Here in Berlin, in Summer they live a totally different lifestyle to that which I am used to.
Sorry. I’m going too fast, aren’t I.
“Summer“: This is a season which is, in many countries warm and dry and comes both before and after Winter. Usually it is also preceded and followed by seasons known as “Spring” and “Autumn”.
In my country, Scotland, we have only one season, known as “Dreich”, or “Minging”. It stands in place of all the above seasons and is typified by being mostly cloudy and wet. At certain times of the year the cloudy wetness becomes warmer or colder, and there may or may not be longer breaks in the clouds to allow through some sunshine.
The arrival of said sunshine will cause the native Scots to erupt into paroxysms of joy and clothing removal in order to get as much of it on their skins as possible. If they are very lucky, they may even, through prolonged exposure (anything over 1 day) succeed in changing their skin tone from “Hypothermia Blue” (Dulux colour sample 125) to “Translucent White with patches of Lobster Red”, which is a rather cheery combo.
Anyway, here it seems that they have four distinct seasons, and I’ve pitched up near the end of the nice, hot one – Summer.
And God I love it.
I by no means pretend to understand the German psyche, but I have noticed that they are accustomed enough to hot weather to actively want to avoid it from time to time. Today it is 32 degrees (and it’s nearly September! I’m in heaven!) and the few Germans I know are seeking shelter, staying out of the sun because it’s too hot. I’m not there yet: I still have the UK mentality that sunshine is a precious commodity not to be wasted, and if it’s out there, so am I. Wearing as few clothes as I can get away with..
(Incidentally, remind me to come back to my admiration of the German attitude to the human body and nudity).
Because they have a long hot summer season, they have lots of things which they can do outdoors. They have an extremely prolific cafe culture which, to me, is only improved by the fact that they all front onto the street with outside tables and large removable windows: here’s where I am right now, for instance:
(The woman who owns this cafe is lovely: she lets me fumble around in German when I want to practise even though she speaks perfect English, and it must be torture for her)
The coffees are cheap, they do nice juice and lovely cheap food and I could quite happily sit for hours reading in the window. According to fantastically sarcastic blog Ich Werde Ein Berliner, that is totally appropriate.
Into the same category fall Biergartens – where better to be on a hot night than an outdoor pub with lots of trees and booths that sell various combinations of Meat On Bread. Awesome.
In the Summer evenings in Berlin there are three Freiluftkinos, which are open air cinemas that show films once it gets dark.

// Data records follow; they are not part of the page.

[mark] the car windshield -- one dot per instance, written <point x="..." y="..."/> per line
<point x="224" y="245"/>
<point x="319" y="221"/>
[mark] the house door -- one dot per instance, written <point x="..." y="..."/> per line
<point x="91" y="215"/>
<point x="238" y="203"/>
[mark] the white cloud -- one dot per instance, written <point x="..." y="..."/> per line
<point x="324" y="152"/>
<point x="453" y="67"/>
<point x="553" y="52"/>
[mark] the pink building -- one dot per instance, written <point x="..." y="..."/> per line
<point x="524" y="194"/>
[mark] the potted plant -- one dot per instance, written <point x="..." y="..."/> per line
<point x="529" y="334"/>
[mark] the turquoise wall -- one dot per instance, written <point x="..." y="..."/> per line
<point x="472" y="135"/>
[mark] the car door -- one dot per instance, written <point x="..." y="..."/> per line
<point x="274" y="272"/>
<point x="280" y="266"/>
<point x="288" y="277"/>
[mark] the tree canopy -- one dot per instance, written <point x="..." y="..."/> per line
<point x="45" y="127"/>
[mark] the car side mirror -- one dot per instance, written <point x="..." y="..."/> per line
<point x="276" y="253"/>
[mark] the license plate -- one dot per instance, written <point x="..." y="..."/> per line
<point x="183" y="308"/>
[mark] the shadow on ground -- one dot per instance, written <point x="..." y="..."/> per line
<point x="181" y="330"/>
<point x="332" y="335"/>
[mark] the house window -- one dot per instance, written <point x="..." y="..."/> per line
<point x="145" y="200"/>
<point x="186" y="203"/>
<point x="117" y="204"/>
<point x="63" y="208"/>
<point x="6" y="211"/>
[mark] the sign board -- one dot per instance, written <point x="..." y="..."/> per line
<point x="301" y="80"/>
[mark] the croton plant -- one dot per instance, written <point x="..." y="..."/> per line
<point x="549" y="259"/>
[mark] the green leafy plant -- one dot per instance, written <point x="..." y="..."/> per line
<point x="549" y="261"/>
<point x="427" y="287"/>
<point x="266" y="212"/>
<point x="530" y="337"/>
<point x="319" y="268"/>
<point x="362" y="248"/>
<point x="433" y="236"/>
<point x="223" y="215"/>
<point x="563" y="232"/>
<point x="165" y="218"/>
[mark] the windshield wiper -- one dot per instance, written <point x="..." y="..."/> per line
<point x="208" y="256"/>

They have benches or little grassy knolls where you can lay out a blanket and drink a beer, and whilst some the technical bits and pieces in the film I watched, may not have met The Boy’s (a projectionist) exacting standards, mine are much lower so I was happy enough. Admittedly, however, going to see a really, really boring French film dubbed into German may have been a mistake.
Such a thing just couldn’t exist in Scotland. You couldn’t have something like that set up for 3 months for several reasons: mainly that idiot fucknuts would scratch or graffiti the screen for something to do when they were pissed, and that it would get rained off every night anyway.
It’s rained once since I’ve been here. Once. Know why? Because it’s Summer. And it doesn’t rain much in Summer. Because it’s Summer and that’s not what Summer is supposed to be like, apparently. Who knew?!
Now, don’t get me wrong, I know it’s not like this all year here- Winters are proper Winters: last December it was -17C in Berlin, so I’m aware it’s not all Biergartens and Freiluftkinos. The thing is the Germans are aware of this too so they make the most of it when they can. In the wider area of Berlin are several freshwater lakes which the inhabitants of the city go to to escape the heat and get some outdoor exercise whilst they can.
Last Sunday I visited Liepnizsee with some friends to swim in the lake and it was one of the most refreshing experiences of my life.
I can’t imagine what it must be like to grow up with that as normal- for me it was such a treat to be able to swim in such a beautiful, clean lake in this heat and if I wanted to, I could go there for free every weekend during the summer.
Outdoor exercise for Europeans who experience proper seasons appears to be very important- they make hay while the sun shines: kayaking; swimming; running; hiking,cycling; sailing. I intend to jump right on the back of that particular bandwagon as long as the weather remains nice.
To experience such a change in climate and culture is in some ways unexpected: since I’m only a £40 Ryanair flight away. If I wanted to I could be home in 2 hours to meet you for dinner, and I’m actually looking forward to seeing what Berlin Autumns, Winters and Springs are like.
Perhaps I’ll like them just as much.